The main thing to be careful of is putting UI elements where they are most commonly located for other applications in that environment. For example, if you're going to make use of a menu system, people are accustomed to it being along top of the window by default for a desktop application. If you're in a web browser a menu system on a webpage seems out of place because it's not a consistent feature. If you're going to have an options/preferences configuration window, people are used to finding it under the Tools menu option, occasionally under the Edit menu. The main thing with keeping a UI "easy to learn" is that your UI elements shouldn't break the mold too much of how they're used in other applications.
If you haven't had the opportunity to see Mark Miller's presentation on The Science of Great User Experience, I'd recommend you watch the DNR TV episodes Part 1 and Part 2.
While I've been writing my own UI I've understood couple of things myself.
I imitated vim, but at the same time realized why it's so fast to use for text editing. It is because it acknowledges a thing: People prefer doing one thing at a time (inserting text, navigating around, selecting text), but they may switch the task often.
This means that you can pack different activities into different modes if you keep the mode switching schemes simple.

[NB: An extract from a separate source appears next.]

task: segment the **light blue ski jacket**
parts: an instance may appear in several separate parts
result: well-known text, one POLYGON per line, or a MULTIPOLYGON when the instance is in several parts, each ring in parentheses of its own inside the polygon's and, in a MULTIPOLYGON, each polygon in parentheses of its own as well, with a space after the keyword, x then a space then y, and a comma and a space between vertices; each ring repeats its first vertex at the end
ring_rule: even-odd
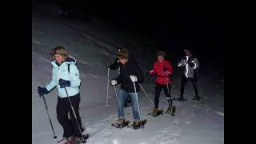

It gives space for more commands. The user also gets better chances at learning the full interface because they are sensibly grouped already.
Vim is practically stuffed full of commands, every letter in the keyboard does something in vim, depending on the mode. Still I can remember most of them. And it's all because of modes.
I know bunch of projects that sneer at mode-dependent behavior. Main argument is the uncertainty of which mode you are in. In vim I'm never uncertain about the mode where I am in. Therefore I say the interface design is a failure if a trained user fails to recognize in which mode the interface is operating at the moment.